Este darse cuenta de que la vida es limitada aquí en la tierra, que un día, cuando menos se espere, cada uno dejará este mundo, es lo que puede mover a las personas a replantearse la forma de vivir que están llevando. Surgen preguntas como, cuál es el objetivo de la vida, qué valores son los que sostienen la existencia, qué es lo que gustaría que dijeran de uno el día de la muerte, cómo quisiera ser recordado por los demás.    

Son cuestiones que llevan, con urgencia, pues la vida es corta, a tener que realizar una revisión a fondo, dentro de uno mismo. Es ponerse a pensar y a sentir todo aquello que nos rodea (naturaleza, personas, cosas, etc.) y ver si con ellas somos felices, nos sentirnos vivos, o más bien somos infelices y nos sentimos muertos en vida.

Si constatamos que no somos todo lo felices que deseamos y tampoco hacemos felices a los demás, quiere decir que hay algo que está fallando y que apremia “convertirse, cambiar de dirección”. Para los cristianos, esto significa acercarse más a Dios, pues solo viviendo en él, con él y para él, se encuentra la felicidad y somos capaces de llegar a la Pascua de Resurrección. Para lograrlo hay que creen más en el Evangelio, en la buena noticia que trae Jesús, y que no es otra que el Reino de Dios.  

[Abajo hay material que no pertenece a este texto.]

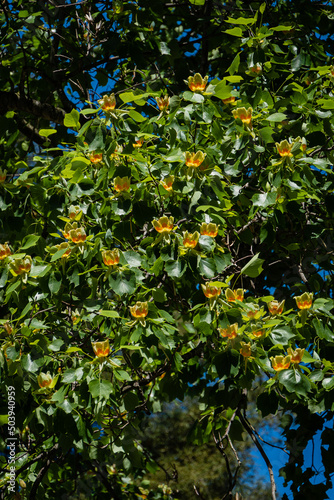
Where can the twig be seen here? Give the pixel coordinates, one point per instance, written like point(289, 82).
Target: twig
point(261, 450)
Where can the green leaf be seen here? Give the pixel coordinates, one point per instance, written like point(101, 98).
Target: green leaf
point(45, 132)
point(109, 314)
point(253, 268)
point(174, 269)
point(55, 345)
point(234, 31)
point(124, 283)
point(39, 271)
point(233, 68)
point(164, 49)
point(242, 20)
point(276, 117)
point(282, 335)
point(72, 119)
point(294, 381)
point(100, 388)
point(328, 383)
point(207, 267)
point(133, 259)
point(30, 241)
point(137, 117)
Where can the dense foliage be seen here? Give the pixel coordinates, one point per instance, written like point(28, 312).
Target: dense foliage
point(170, 239)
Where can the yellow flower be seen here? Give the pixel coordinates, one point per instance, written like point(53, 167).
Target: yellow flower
point(211, 291)
point(164, 225)
point(44, 380)
point(276, 307)
point(108, 103)
point(229, 100)
point(138, 143)
point(245, 115)
point(280, 362)
point(284, 148)
point(233, 295)
point(101, 349)
point(167, 182)
point(139, 310)
point(231, 331)
point(163, 102)
point(210, 229)
point(21, 266)
point(304, 301)
point(296, 355)
point(73, 211)
point(190, 240)
point(121, 184)
point(194, 160)
point(77, 235)
point(110, 257)
point(197, 83)
point(245, 349)
point(3, 175)
point(95, 157)
point(5, 251)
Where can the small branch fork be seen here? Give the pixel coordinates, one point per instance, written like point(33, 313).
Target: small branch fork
point(253, 436)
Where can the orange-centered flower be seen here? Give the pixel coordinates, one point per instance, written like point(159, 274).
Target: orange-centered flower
point(121, 184)
point(164, 225)
point(196, 83)
point(139, 310)
point(211, 291)
point(5, 251)
point(190, 240)
point(280, 362)
point(304, 301)
point(110, 257)
point(44, 380)
point(108, 102)
point(167, 182)
point(284, 148)
point(245, 349)
point(101, 349)
point(163, 102)
point(231, 331)
point(194, 160)
point(73, 211)
point(245, 115)
point(95, 157)
point(229, 100)
point(296, 355)
point(276, 307)
point(233, 295)
point(3, 175)
point(210, 229)
point(78, 235)
point(138, 143)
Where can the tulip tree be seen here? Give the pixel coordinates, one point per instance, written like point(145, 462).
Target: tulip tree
point(169, 239)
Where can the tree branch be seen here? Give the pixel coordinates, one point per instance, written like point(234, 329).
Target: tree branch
point(261, 450)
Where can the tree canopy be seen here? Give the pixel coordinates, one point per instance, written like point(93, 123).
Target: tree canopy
point(166, 197)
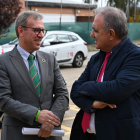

Tres cosas nos pueden ayudar en el camino de la conversión en esta Cuaresma: la oración, el ayuno y la abstinencia. Así lo propone la Iglesia a todos los católicos. Orar más (oración), no pensar tanto en uno mismo sino en los demás (ayuno), y dejar (abstenerse) de todo aquello que aleja de Dios, de los demás y de lo profundo del corazón.  Es un buen plan para cuarenta días.

Ánimo, desde hoy lo puedes poner en práctica. Seguro que al final resucitarás con Jesús el día de la Pascua.